Incluso con este breve análisis, resulta evidente que las tareas del director espiritual y del psicoterapeuta difícilmente pueden separarse. ¿Cuáles deberían ser los términos de la alianza bajo los cuales deben llevarse a cabo? Desde el punto de vista de la Iglesia, existe una creciente demanda de que los ordenandos, en palabras del Comité que informó a la Conferencia de Lambeth en 1920, «deban recibir formación en psicología y familiarizarse con los métodos y principios de la curación. Solo así el clero podrá orientar correctamente el pensamiento de su pueblo sobre el tema y discernir entre la verdad y el error». [67] La actitud general de los médicos es, en general, la expresada por Janet: «Creo que sería mejor, más digno y más útil, si cada uno se mantuviera [ p. 154 ] dentro de su propia esfera, y si el médico y el sacerdote se prestaran un servicio recíproco». [68] El sacerdote tiene todas las razones para desear este nuevo conocimiento. El médico tiene todas las razones para sospechar del aficionado, una sospecha que la larga historia de la curación religiosa no disipa.

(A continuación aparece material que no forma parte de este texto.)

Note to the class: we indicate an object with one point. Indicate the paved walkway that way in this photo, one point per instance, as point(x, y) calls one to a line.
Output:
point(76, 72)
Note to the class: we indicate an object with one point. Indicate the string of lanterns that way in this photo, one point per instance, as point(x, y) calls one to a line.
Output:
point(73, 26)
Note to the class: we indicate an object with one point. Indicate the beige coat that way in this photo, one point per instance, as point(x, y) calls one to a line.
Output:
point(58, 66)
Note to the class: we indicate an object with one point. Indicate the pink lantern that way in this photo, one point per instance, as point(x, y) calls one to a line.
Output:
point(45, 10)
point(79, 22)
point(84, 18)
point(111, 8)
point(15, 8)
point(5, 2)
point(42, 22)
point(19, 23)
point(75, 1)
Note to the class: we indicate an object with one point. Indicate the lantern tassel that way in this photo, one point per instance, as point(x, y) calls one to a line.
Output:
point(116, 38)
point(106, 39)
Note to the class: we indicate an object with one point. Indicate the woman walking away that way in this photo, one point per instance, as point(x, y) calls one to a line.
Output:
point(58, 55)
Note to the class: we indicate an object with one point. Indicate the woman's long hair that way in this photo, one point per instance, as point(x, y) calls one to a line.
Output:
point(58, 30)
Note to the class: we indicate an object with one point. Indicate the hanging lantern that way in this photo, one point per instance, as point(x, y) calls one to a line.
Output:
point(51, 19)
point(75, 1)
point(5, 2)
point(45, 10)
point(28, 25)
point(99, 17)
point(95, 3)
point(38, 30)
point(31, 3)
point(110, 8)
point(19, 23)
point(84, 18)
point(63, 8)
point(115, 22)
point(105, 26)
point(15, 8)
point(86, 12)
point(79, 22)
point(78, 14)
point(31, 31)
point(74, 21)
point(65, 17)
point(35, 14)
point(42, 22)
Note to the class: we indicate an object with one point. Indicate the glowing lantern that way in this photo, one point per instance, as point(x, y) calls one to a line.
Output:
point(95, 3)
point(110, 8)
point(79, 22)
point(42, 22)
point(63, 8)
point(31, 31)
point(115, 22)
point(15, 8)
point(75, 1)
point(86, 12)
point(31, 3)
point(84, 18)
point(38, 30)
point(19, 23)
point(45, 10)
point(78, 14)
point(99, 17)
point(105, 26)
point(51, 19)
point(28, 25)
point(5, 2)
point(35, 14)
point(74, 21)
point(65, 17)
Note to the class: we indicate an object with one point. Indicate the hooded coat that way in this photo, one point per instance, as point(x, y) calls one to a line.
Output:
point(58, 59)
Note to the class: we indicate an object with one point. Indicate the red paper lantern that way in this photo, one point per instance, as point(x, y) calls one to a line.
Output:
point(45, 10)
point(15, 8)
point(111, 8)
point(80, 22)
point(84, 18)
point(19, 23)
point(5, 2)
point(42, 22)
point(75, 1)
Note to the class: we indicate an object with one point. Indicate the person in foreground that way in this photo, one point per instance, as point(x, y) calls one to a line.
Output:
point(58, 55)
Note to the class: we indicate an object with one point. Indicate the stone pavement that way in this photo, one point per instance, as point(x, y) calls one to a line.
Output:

Lamentablemente, el problema no puede resolverse con la sencillez que Janet y los médicos desearían. El servicio médico en este asunto es completamente inadecuado. El médico general está al menos tan mal preparado como su párroco, y el tratamiento por especialistas o en instituciones es largo y costoso. Es más, una gran proporción de personas con trastornos mentales busca la ayuda de la religión en lugar de la del médico, y con frecuencia es el sacerdote quien primero contacta con los casos en sus primeras etapas, cuando un tratamiento sensato ofrece buenas perspectivas de éxito. Para estos casos, los médicos no tienen tiempo, y ni los pacientes ni sus amigos ven la necesidad del consejo de un experto. Un factor grave en estos casos es el peligro que supone el estigma de ser considerado “mental”, y un pastor experto a menudo puede brindar ayuda real sin involucrar al paciente en este riesgo, que no se puede evitar fácilmente si se le lleva a consultar al experto. [69]
[ pág. 155 ]
Sin embargo, es cierto que la tarea principal de la Iglesia es estrictamente suya. La verdadera cuestión no es si la Iglesia debe interferir en la labor de los médicos, sino si estos pueden realizar su trabajo con seguridad sin la ayuda de la Iglesia. Pues cuando los médicos dejan de lado la naturaleza esencial del pecado, se condenan a sí mismos y a sus pacientes a una visión muy limitada de sus problemas. La comisión directa de la Iglesia es predicar a Cristo y proclamar el perdón de los pecados. El valor de la predicación de Cristo desde el punto de vista de la psicoterapia será ahora plenamente evidente. Si se realiza correctamente, es la presentación de un objetivo capaz de atraer todas las fuerzas e impulsos del hombre a la unidad de su servicio. [70] «Yo, si fuere levantado de la tierra, atraeré a todos hacia mí». [71] Y la proclamación del perdón, algo muy diferente del pronunciamiento del juicio sobre los pecados, [72] es la primera y mayor necesidad de [ p. 156 ] a quienes sufren angustia moral. Corrige concepciones erróneas del universo y de Dios, y libera al amor para que cumpla su función. La psicología, a pesar de su aparente caridad, no conoce el perdón, y por ello es más dura y menos fiel a la realidad que el calvinismo más severo. Pues la ciencia es cuestión de ley y no de misericordia, y el médico, que no es más que un científico, no tiene nada que decir sobre el pecado.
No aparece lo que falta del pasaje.